Enviada em 03/09/2021

Em 2019, o então Ministro da Economia, Paulo Guedes, ironizou a ida de empregadas domésticas para os Estados Unidos, e sugeriu que isso representaria uma afronta àqueles que detinham mais recursos. No entanto, o infeliz advento da pandemia do novo coronavírus corroborou para não somente as funcionárias do lar deixassem de viajar, como também todos os demais trabalhadores, o que trouxe impactos irreversíveis ao mercado turístico. Ademais, deve-se abolir o obscurantismo negacionista, como também rever o panorama político extremista que produz flutuações na moeda local.

Nesse cenário, ainda que os prejuízos trazidos pela Covid-19 fossem inegociáveis, o retrocesso corroborado pelo negacionismo científico poderia ter sido evitado. Sob essa perspectiva, o ex-presidente dos Estados Unidos, Donald Trump, atuava ativamente contra as vacinas, e, em contraposição, Jacinda Ardern, primeira-ministra da Nova Zelândia, reagia quase que instantaneamente a qualquer caso de contaminação no tocante a medidas restritivas, o que fez com que sua nação reabrisse as fronteiras aos viajantes bem antes das demais. Destarte, salienta-se a importância de que a pauta regente do mercado turístico seja a da ciência, e não as ações politizadas isoladas de líderes político-econômicos.

Outrossim, instabilidades no cenário político refletem diretamente nas moedas internacionais e, consequentemente, no poder de consumo dos indivíduos. Nesse raciocínio, declarações feitas pelo então presidente Jair Bolsonaro, entremeadas pelo contexto pandêmico, criaram um cenário de instabilidade no país, o que culminou na desvalorização do real. Tal fato afugentou o turismo internacional, afinal, indivíduos das mais diversas nações optam por não se arriscarem diante de manifestações polarizadas nas ruas do país, como também cidadãos brasileiros postergam viagens internacionais por conta das maiores cotações de dólar da história, segundo dados do Banco Central. Em suma, o estresse político vivido pelo Brasil estremece internacionalmente o âmbito turístico.

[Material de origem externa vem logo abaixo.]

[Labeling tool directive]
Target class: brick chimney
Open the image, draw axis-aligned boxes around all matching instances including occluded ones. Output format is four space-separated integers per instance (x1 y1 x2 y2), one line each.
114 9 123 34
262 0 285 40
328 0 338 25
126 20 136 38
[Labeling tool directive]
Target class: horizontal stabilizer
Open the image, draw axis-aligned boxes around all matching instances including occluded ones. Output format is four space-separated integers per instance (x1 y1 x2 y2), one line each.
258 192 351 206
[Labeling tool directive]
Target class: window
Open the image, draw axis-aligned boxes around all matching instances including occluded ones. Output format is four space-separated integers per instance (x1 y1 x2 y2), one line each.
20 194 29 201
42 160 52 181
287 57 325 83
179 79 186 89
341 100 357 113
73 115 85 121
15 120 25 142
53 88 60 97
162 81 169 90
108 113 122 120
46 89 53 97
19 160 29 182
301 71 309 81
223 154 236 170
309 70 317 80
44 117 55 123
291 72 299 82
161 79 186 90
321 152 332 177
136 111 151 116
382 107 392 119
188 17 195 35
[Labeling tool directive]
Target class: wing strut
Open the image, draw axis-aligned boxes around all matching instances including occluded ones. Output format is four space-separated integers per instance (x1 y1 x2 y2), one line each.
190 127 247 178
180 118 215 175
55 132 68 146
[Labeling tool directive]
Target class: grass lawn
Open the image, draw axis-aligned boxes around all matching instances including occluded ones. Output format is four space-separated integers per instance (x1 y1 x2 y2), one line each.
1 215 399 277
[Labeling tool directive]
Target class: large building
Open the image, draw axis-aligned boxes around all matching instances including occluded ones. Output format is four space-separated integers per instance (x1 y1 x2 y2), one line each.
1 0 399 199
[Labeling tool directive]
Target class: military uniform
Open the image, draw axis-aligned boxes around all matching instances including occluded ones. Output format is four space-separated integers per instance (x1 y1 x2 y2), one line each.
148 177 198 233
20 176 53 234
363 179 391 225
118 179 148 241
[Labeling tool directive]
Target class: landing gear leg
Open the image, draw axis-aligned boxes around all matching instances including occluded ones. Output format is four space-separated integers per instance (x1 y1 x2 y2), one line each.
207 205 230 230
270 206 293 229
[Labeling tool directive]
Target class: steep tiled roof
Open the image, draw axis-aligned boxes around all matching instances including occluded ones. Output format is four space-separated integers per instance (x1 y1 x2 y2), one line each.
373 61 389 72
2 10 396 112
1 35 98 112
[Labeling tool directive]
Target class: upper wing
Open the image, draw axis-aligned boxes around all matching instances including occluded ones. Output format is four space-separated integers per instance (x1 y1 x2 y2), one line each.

Impende, pois, que o Poder Executivo brasileiro, juntamente com o Ministério do Turismo, crie condições favoráveis para o reparo da estabilidade do Brasil no cenário exterior, por meio de campanhas que ressaltem valores éticos adequados com a atual conjuntura global. Tais ações podem ser realizadas com o auxílio das mídias sociais e televisivas, com o estímulo ao uso de máscaras protetivas, à vacinação, bem como a imposição da entrada de estrangeiros somente com as doses completas de imunização. Dessarte, a finalidade de tais ações é de reiterar as medidas estipuladas pela ciência, como também promover a estabilidade política no que tange o tripé governo-economia-ciência.